If you wanted, for example, to implement something akin to Rust's Mutex<T>, you could do so with a Proxy whether it's an opaque WASM shared object or a JS native shared struct. Assuming we could have methods and private state in a JS struct, you could accomplish something similar to this example in the Rust docs (NOTE: uses module expressions):

// main.js
import { Thread } from "./thread.js";
import { MutexValue } from "./mutex_value.js";

function main() {
  const counter = new MutexValue(0);
  const handles = [];

  for (let i = 0; i < 10; i++) {
    const handle = new Thread(module {
      import "./mutex_value.js"; // correlates prototype for MutexValue

      export function threadStart(counter) {
        using lck = counter.lock();
        const num = lck.unwrap();

        num.value += 1;
      }

    }, counter);

    handles.push(handle);
  }

  for (const handle of handles) {
    handle.join();
  }

  using lck = counter.lock();
  const num = lck.unwrap();
  console.log(`Result: ${num.value}`);
}

// thread.js
shared struct ThreadState {
  #mut = new Mutex();
  #cv = new Condition();
  #exited = false;

  exit() unsafe {
    using void = new UniqueLock(this.#mut);
    this.#exited = true;
    this.#cv.notify();
  }

  join() unsafe {
    if (this.#exited) return;
    using lck = new UniqueLock(this.#mut);
    this.#cv.wait(lck, () => this.#exited);
  }
}

export class Thread {
  #state;
  #worker;
  constructor(body, threadData) {
    this.#state = new ThreadState();
    this.#worker = new Worker(module {
      import "./thread.js"; // correlates prototype for ThreadState
      import { workerData } from "node:worker_threads";
      import { threadStart } from body;

      const [threadState, threadData] = workerData;
      try {
        threadStart(threadData);
      }
      finally {
        threadState.exit();
      }
    }, { workerData: [this.#state, threadData] });
  }

  join() {
    this.#state.join();
  }
}

// mutex_value.js
export shared struct MutexValue {
  static #Lock = class {
    #stack;
    #ref;

    constructor(owner) unsafe {
      using stack = new DisposableStack();
      stack.use(new UniqueLock(owner.#mutex));
      const { proxy, revoke } = Proxy.revocable({
        get value() { return owner.#value; },
        set value(v) { owner.#value = v; },
      });
      stack.defer(revoke);
      this.#ref = proxy;
      this.#stack = stack.move();
    }

    unwrap() {
      if (this.#stack.disposed) throw new ReferenceError();
      return this.#ref;
    }

    [Symbol.dispose]() {
      using _ = this.#stack;
    }
  };

  #mutex = new Mutex();
  #value;

  constructor(value) {
    this.#value = value;
  }

  lock() unsafe {
    return new MutexValue.#Lock(this);
  }
}
17:14
<littledan>
It's quite frustrating and feels counterproductive that, to pursue features like this, we have to resort to these frequent "threats" that it will come anyway.
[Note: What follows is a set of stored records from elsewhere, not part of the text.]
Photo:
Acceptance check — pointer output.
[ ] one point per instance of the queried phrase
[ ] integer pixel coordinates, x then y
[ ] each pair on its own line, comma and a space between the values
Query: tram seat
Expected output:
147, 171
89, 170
I wish we could focus on how the design should go, rather than whether it should be cancelled.
17:16
<littledan>
This style of discourse is a barrier to inclusion. E.g., for AsyncContext, it took years until people joined Chengzhong to talk through why it wasn't a fatally bad idea with respect to SES ideals.
17:17
<littledan>
Many us are spending work time on these projects, and this sort of opposition also makes it more difficult to justify spending time on these investments.
17:18
<littledan>
Of course we shouldn't add everything to JS, but somehow we need to be able to open the discussion, talk it through, and draw a conclusion, rather than rehashing the same concerns for years.